Perera MDAES, Powell G, Walker R R, Jones P J
Bibliographic info:
11th AIVC Conference "Ventilation system performance" Belgirate, Italy, 18-21 September 1990

A single whole building pressurisation test using robust and easy to use equipment can, in a very short time, quantify the air-leakiness of the building envelope. However, such measurements do not give a direct measure of the ventilation characteristics of the building which normally requires timeconsuming and specialist tracer gas tests. This paper provides a model which makes the link between leakage measurements and ventilation characteristics and applies it to a large, industrial building constructed according to 1979 UK Building Regulations. Air leakage measurements with the building 'as found' and then with its loading doors sealed showed a 14% reduction at an insideloutside pressure differential of 25 Pa. Using these leakage characteristics, the model predicted ventilation rates which corresponded well with measured values. Meteorological data at the site for the heating season were combined with the ventilation characteristics of the building (given by the model) to predict the ventilation performance of the building over that period. The results indicated that the building 'as-found' would have, on average, an air change rate of 0.5 h^-1 during the heating season.

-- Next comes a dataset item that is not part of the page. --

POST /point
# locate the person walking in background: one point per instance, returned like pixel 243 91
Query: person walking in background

Sealing the loading doors would reduce this rate by 24%, i.e. to 0.38 h^-1. This paper shows that space heating energy requirements for the heating season can be assessed using either the combined hourly-predicted ventilation rates and meteorological data for the site or using the mean predicted ventilation rate with existing design guidance. The two approaches agreed to within 10% of each other. The results also indicated that ventilation heat losses accounted for 44% of the total required energy. Calculations also show that replacing the loading doors with ones which are more air tight and better insulated will reduce by 25% the energy required for ventilation losses and by 5% the losses through the building fabric. This results in an overall reduction of 14% of the total requirement.